Puede entenderse que alguien silbe o abuchee al presidente de Esquerra Republicana, Oriol Junqueras, porque no esté de acuerdo con el giro estratégico de este partido, pero es difícil imaginar mayor violencia simbólica que la expresión “traidor, vuelve a prisión” dirigida a quien se ha pasado tres años en la cárcel y hasta hace poco compartía los altares erigidos a las víctimas de la represión. Ese abucheo marca que estamos en un punto de inflexión. No es tan fácil apropiarse de un significante vacío y dotarlo de un contenido que resulte útil al propósito de la convocatoria: demostrar una hegemonía y una capacidad de impugnación que, si se tuvo, ya no se tiene. La cumbre fue un éxito para el Gobierno de Pedro Sánchez y el independentismo mostró a los ojos del mundo que ya no es un movimiento político tan amplio ni tan inclusivo como para imponerse. Y menos para dictar quién puede o no reunirse en Barcelona.

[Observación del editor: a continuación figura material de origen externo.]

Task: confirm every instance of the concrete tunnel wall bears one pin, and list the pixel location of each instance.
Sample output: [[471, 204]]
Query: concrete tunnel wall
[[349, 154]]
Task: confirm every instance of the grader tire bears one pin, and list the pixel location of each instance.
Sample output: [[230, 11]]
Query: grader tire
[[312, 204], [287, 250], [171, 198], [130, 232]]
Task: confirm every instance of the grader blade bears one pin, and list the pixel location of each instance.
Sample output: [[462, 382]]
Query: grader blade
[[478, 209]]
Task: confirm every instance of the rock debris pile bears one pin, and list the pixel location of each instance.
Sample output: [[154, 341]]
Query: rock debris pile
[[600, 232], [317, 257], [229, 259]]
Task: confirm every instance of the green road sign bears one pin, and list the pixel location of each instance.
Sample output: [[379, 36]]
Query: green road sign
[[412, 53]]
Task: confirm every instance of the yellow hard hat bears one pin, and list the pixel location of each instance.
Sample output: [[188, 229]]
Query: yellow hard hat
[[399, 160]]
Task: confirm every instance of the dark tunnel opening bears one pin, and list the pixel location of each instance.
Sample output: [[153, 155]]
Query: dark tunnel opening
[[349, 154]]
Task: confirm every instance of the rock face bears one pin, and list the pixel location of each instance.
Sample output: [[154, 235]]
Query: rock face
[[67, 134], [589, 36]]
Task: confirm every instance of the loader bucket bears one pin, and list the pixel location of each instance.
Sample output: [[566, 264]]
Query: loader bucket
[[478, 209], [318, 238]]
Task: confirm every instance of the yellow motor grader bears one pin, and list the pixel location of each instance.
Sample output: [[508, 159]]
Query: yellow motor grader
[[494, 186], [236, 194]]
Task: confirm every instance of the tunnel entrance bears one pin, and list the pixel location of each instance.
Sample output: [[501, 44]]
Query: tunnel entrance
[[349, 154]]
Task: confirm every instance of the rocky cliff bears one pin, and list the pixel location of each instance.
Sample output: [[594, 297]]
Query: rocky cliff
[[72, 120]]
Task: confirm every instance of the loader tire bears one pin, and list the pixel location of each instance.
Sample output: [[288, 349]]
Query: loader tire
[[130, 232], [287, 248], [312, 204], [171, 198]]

En realidad, era una manifestación claramente reactiva. Pretendía demostrar que el procés no ha terminado. La palabra procés es otro de esos significantes vacíos que describió Laclau al que se pueden dar significados distintos y cambiantes según convenga. Pero si entendemos por procés aquella estrategia unitaria iniciada en 2015 para conseguir la independencia de Catalunya, con un calendario y unos instrumentos definidos que incluían la convocatoria de un referéndum y la aprobación de unas leyes de desconexión que permitieran proclamar la república catalana de forma unilateral, es más que evidente que está muerto. Aunque sus promotores mantengan el objetivo de la república, ya no hay ni unidad, ni calendario ni estrategia compartida. Negar algo tan obvio solo se explica por la distorsión cognitiva de un voluntarismo que se niega a admitir al fracaso.
Que el procés haya acabado no quiere decir que el independentismo esté muerto. En absoluto. Pero está herido, y su recuperación dependerá de que sepa encontrar un camino diferente al que ha fracasado. En ello está Esquerra Republicana. Sin embargo, el hecho de que haya sucumbido de nuevo a la presión ambiental y se haya dejado arrastrar a un equilibrio imposible, participando en la manifestación de boicot a la cumbre mientras ejercía la representación institucional, envía inquietantes signos de que su convicción flaquea. Abandonando el acto en el momento del himno, también ERC se entregó a una gestualidad vacía que solo ha servido para proyectar una imagen de oportunismo y fragilidad.